Vigor Lamezia
- Full name: ASD Vigor Lamezia Calcio 1919
- Nickname(s): Vigorini, Biancoverdi
- Founded: 1919 1977 1995 2020 2021
- Ground: Stadio Guido D'Ippolito, Lamezia Terme, Italy
- Capacity: 3,730
- League: Serie D
- 2022–23: Promozione Calabria B, 1st (promoted)
- Website: http://vigorlamezia.it
| Home colours | Away colours |

= Vigor Lamezia =

Italian football club

Vigor Lamezia is an Italian association football club, based in Lamezia Terme, Calabria. Vigor Lamezia currently plays in Serie D, the fourth level of the Italian football league system.

== History ==
The club was founded in 1919 and refounded in 1995 and 2017.

Vigor Lamezia reached the highest point of its history with the 9th place in the Serie C 1947–48.

In the 2013–14 season, it was promoted to Lega Pro for the second time in the club's history. After ending 2014/15 Lega Pro in 11th place, Vigor Lamezia was placed last and relegated as punishment for match-fixing.
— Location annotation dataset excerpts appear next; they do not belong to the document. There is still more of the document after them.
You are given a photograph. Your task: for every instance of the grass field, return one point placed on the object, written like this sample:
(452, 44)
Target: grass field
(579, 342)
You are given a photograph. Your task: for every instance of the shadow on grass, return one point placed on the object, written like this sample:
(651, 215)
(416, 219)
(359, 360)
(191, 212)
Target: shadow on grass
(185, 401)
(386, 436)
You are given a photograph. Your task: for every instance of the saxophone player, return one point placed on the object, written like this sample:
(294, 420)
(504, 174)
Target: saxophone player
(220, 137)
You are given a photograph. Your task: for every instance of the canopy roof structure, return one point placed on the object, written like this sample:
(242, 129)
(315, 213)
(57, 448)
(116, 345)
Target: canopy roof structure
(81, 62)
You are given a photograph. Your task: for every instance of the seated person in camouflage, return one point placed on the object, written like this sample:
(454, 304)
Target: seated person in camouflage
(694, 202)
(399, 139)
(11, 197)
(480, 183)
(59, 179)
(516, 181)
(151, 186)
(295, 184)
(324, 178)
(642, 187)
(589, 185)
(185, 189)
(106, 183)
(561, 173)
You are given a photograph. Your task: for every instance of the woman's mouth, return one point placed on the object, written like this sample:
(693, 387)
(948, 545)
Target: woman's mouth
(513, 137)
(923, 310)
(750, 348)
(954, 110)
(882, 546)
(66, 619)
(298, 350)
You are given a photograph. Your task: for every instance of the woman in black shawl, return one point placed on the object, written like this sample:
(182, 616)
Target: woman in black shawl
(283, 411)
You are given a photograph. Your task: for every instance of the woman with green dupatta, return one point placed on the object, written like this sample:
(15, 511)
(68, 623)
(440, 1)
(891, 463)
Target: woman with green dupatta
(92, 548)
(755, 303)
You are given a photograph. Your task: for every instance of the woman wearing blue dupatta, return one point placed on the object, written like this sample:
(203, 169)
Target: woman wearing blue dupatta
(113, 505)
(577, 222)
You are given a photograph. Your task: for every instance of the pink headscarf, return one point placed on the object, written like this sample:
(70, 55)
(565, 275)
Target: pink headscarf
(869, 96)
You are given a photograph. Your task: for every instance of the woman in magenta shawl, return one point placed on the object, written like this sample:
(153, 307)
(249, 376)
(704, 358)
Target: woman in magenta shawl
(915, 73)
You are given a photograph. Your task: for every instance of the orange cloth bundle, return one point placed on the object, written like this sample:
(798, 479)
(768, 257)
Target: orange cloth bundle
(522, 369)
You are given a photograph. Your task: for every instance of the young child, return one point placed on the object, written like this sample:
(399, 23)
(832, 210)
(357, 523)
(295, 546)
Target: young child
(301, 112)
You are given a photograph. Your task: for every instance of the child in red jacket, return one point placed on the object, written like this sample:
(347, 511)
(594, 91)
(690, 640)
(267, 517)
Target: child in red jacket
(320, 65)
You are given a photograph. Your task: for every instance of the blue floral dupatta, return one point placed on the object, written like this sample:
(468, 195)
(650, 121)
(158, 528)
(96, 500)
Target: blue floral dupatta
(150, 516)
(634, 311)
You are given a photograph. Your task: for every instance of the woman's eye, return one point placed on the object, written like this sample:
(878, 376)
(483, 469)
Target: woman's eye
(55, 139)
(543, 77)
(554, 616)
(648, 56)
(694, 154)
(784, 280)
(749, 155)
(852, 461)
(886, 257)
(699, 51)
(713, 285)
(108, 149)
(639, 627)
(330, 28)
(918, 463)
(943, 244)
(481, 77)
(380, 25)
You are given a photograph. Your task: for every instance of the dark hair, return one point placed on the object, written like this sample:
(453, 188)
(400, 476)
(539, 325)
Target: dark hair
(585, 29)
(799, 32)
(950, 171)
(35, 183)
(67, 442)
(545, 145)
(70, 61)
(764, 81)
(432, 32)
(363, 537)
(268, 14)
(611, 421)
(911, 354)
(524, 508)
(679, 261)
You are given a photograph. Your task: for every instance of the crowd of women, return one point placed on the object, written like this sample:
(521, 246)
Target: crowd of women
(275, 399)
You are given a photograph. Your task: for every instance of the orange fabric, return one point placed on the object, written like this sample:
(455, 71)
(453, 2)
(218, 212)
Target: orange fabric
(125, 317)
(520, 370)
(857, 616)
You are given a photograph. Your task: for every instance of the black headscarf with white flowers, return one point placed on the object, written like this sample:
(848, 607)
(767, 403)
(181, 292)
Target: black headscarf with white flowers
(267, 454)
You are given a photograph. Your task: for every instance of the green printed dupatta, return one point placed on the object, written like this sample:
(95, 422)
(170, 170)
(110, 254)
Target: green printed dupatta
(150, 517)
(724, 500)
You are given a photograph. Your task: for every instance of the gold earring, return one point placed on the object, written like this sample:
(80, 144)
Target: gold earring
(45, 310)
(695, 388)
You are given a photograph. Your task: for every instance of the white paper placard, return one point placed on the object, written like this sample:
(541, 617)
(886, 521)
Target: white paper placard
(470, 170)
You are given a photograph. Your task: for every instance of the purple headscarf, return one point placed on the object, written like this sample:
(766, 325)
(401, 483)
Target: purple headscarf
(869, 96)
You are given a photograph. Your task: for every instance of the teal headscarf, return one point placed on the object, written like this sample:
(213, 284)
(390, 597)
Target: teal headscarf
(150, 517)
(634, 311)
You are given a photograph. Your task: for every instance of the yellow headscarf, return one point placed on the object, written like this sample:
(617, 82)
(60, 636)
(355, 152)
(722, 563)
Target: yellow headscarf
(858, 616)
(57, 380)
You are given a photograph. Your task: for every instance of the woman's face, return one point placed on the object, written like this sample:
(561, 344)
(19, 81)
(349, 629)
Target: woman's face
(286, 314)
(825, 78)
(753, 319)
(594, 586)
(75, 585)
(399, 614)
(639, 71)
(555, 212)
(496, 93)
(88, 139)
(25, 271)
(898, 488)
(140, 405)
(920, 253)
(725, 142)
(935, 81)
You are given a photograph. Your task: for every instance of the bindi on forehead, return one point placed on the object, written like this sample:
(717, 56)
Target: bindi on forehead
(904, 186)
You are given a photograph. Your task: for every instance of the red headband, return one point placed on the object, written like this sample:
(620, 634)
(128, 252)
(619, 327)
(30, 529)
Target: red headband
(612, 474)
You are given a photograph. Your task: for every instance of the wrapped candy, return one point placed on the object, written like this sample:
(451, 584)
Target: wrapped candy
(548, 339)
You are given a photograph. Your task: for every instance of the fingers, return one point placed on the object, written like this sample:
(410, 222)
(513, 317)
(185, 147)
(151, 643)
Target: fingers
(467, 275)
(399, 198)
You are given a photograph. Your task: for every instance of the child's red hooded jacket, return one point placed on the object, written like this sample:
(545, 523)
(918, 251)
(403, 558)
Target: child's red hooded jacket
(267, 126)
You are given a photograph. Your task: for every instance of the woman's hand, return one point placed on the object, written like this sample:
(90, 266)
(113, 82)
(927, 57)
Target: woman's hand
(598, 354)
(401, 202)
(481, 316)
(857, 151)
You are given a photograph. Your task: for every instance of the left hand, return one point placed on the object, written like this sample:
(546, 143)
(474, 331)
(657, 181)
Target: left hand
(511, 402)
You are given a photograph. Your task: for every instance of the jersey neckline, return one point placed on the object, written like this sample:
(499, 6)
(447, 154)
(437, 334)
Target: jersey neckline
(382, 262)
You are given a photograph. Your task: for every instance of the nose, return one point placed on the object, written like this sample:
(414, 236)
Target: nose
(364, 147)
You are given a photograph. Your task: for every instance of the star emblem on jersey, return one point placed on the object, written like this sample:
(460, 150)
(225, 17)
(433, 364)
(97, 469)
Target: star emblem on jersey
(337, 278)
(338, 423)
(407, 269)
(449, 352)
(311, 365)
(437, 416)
After going bankrupt in 2017, two new teams were created and joined the Italian Lower Divisions: ASD Vigor Lamezia Calcio 1919 (which joined the 7th division) and ASD Vigor 1919 (which joined the 9th division).

In June 2020, the two teams were merged, and the new resulting club started climbing up the league, reaching fifth-tier regional Eccellenza in 2023.

== Colors and Badge ==
The team's colours are green and white.

== Stadium ==
Vigor Lamezia plays at the Stadio Guido D'Ippolito which has a capacity of 3,730.